= Curaçao reaal =

Currency of Curaçao until 1828

The reaal was the currency of Curaçao until 1828. It was subdivided into 6 stuiver, with 20 stuiver equal to the Dutch gulden.

==History==
Between 1799 and 1815, 12 reaal were equal to a Spanish dollar (8 reales). From 1815 until 1828, 15 reaal were equal to a Spanish dollar. Many of the coins were produced from overstamped or cut Spanish or Spanish colonial coins. In 1828, the reaal was replaced by the Dutch gulden at the rate of 3 1/3 reaal = 1 gulden.

==Coins==
In 1801, 9 stuiver (1 1/2 reaal) coins were issued, made by stamping "9" on Spanish colonial 1 real coins. In 1810, quarter cut 8 real coins were stamped with a five-petalled flower to produce 3 reaal coins. In 1815, fifth cut 8 real coins were also stamped with a five-petalled flower to produce smaller 3 reaal coins.

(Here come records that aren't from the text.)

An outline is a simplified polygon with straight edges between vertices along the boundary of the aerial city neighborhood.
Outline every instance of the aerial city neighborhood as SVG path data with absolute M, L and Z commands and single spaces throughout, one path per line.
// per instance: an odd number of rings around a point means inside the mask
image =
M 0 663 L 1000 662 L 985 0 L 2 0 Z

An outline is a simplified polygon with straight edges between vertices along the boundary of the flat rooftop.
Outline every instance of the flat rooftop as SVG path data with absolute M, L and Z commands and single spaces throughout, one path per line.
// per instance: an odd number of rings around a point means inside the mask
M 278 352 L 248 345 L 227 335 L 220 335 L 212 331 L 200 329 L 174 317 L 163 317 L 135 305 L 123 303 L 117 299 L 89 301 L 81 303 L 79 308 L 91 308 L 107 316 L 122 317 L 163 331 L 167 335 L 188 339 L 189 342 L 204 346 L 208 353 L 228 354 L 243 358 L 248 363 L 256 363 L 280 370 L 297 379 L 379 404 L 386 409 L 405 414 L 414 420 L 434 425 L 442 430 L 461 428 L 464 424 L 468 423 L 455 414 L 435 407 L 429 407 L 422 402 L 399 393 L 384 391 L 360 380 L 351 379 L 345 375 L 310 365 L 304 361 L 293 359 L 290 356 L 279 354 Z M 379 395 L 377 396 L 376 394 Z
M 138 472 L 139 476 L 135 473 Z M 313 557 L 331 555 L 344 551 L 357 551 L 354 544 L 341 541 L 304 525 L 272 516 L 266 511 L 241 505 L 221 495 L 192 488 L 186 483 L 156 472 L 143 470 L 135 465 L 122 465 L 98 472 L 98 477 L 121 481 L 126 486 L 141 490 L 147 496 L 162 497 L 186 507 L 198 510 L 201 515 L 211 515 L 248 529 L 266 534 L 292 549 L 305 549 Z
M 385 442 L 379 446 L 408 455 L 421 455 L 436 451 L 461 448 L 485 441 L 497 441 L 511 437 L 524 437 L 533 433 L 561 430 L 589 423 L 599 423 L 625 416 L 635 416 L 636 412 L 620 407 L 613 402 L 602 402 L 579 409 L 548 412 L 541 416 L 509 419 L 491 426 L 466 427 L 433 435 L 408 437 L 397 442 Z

In 1818, fifth and third cut 8 real coins were stamped with "3" and "5", respectively to produce 3 and 5 reaal coins. Issue of the 3 reaal coins continued until 1825. In 1821, silver 1 reaal coins were struck, followed by 1 stuiver coins in 1822. After the introduction of the Dutch currency, the 1 stuiver coins were again struck in 1840 and 1841 (without changing the date) and circulated as 2 cent coins.